The OpenVMS operating system supports multiple file types and record formats. In contrast, NFS and UNIX systems support only byte-stream files, seen to the OpenVMS client as sequential STREAM_LF files.

This means the client must use special record handling to store and access non-STREAM_LF files. The OpenVMS NFS client accomplishes this with attribute description files (ADFs). These are special companion files the client uses to hold the attribute information that would otherwise be lost in the translation to STREAM_LF format. For example, a SET FILE/NOBACKUP command causes the client to create an ADF, because NFS has no concept of this OpenVMS attribute.

21.1.2.1 Using Default ADFs

The client provides default ADFs for files with the following extensions: .EXE, .HLB, .MLB, .OBJ, .OLB, .STB, and .TLB. (The client does not provide ADFs for files with the .TXT and .C extensions, because these are STREAM_LF.) The client maintains these ADFs on the server.

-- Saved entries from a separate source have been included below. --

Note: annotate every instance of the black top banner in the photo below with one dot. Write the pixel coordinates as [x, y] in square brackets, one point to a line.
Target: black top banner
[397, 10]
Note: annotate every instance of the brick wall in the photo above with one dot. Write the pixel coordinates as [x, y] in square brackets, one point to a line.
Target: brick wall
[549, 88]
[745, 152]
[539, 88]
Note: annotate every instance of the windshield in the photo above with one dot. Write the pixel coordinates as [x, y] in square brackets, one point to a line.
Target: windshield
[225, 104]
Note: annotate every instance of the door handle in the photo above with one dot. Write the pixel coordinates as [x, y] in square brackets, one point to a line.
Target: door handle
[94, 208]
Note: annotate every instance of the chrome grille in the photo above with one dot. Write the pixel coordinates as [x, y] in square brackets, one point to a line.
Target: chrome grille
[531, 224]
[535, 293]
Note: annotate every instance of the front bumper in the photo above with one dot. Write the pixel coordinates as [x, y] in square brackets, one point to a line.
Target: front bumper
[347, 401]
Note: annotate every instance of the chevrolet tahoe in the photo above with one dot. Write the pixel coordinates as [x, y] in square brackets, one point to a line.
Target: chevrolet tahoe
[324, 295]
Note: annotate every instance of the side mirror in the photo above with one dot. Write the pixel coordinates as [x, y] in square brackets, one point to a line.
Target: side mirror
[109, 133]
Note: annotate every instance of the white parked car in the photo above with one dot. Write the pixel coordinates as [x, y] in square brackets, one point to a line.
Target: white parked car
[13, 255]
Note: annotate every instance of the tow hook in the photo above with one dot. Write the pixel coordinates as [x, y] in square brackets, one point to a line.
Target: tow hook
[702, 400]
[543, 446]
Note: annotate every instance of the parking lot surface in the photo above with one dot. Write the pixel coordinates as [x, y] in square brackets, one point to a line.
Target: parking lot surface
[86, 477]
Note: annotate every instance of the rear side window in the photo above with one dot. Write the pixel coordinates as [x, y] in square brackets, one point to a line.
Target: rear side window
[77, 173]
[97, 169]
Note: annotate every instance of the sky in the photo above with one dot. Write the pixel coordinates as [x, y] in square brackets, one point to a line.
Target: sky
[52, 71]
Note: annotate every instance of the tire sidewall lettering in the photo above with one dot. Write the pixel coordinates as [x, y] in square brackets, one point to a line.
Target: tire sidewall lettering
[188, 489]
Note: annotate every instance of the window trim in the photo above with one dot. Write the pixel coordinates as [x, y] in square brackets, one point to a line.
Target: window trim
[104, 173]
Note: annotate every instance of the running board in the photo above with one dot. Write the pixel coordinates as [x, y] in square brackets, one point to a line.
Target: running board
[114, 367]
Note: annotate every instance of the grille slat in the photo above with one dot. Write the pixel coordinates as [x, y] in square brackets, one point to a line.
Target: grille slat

For example, SYS$SYSTEM:TCPIP$EXE.ADF is the default ADF for all .EXE type files. When you create .EXE files (or if they exist on the server), they are defined with the record attributes from the single default ADF file. The client refers only to the record attributes and file characteristics fields in the default ADF.

21.1.2.2 How the Client Uses ADFs

By default, the client uses ADFs if they exist on the server. The client updates existing ADFs or creates them as needed for new files. If you create a non-STREAM_LF OpenVMS file or a file with access control lists (ACLs) associated with it on the NFS server, the NFS client checks to see whether a default ADF can be applied. If not, the client creates a companion ADF to hold the attributes.

The client hides these companion files from the user's view. If a user renames or deletes the orginal file, the client automatically renames or deletes the companion file. However, if a user renames or deletes a file on the server side, the user must also rename the companion file; otherwise, file attributes are lost.

You can modify this behavior with the /NOADF qualifier to the MOUNT command. The /NOADF qualifier tells the client to handle all files as STREAM_LF unless a default ADF matches. This mode is only appropriate for read-only file systems because the client cannot adequately handle application-created files when /NOADF is operational.

21.1.2.3 Creating Customized Default ADFs

You can create customized default ADFs for special applications. To do so:

1. On the client, create a special application file that results in creating an ADF on the server. Suppose that application file is called TEST.GAF .
2. On the server, check the listing for the newly created file. For example:

   > ls -a . .. .$ADF$test.gaf;1 test.gaf

   
   Note that the ADF ( .$ADF$test.gaf;1 ) was created with the data file ( TEST.GAF ).

3. On the server, copy the ADF file to a newly created default ADF file on the client. For example:

   > cp .\$ADF\$test.gaf\;1 gaf.adf

   
   Note that the backslashes (\) are required for entering the UNIX system nonstandard dollar sign ($) and semicolon (;) symbols.

4. On the client, copy the new default ADF file to the SYS$SYSTEM directory. For example:

   $ COPY GAF.ADF SYS$COMMON:[SYSEXE]TCPIP$GAF.ADF

5. Dismount all the NFS volumes and mount them again. This starts another NFS ancillary control process (ACP) so that the newly copied default ADF file can take effect.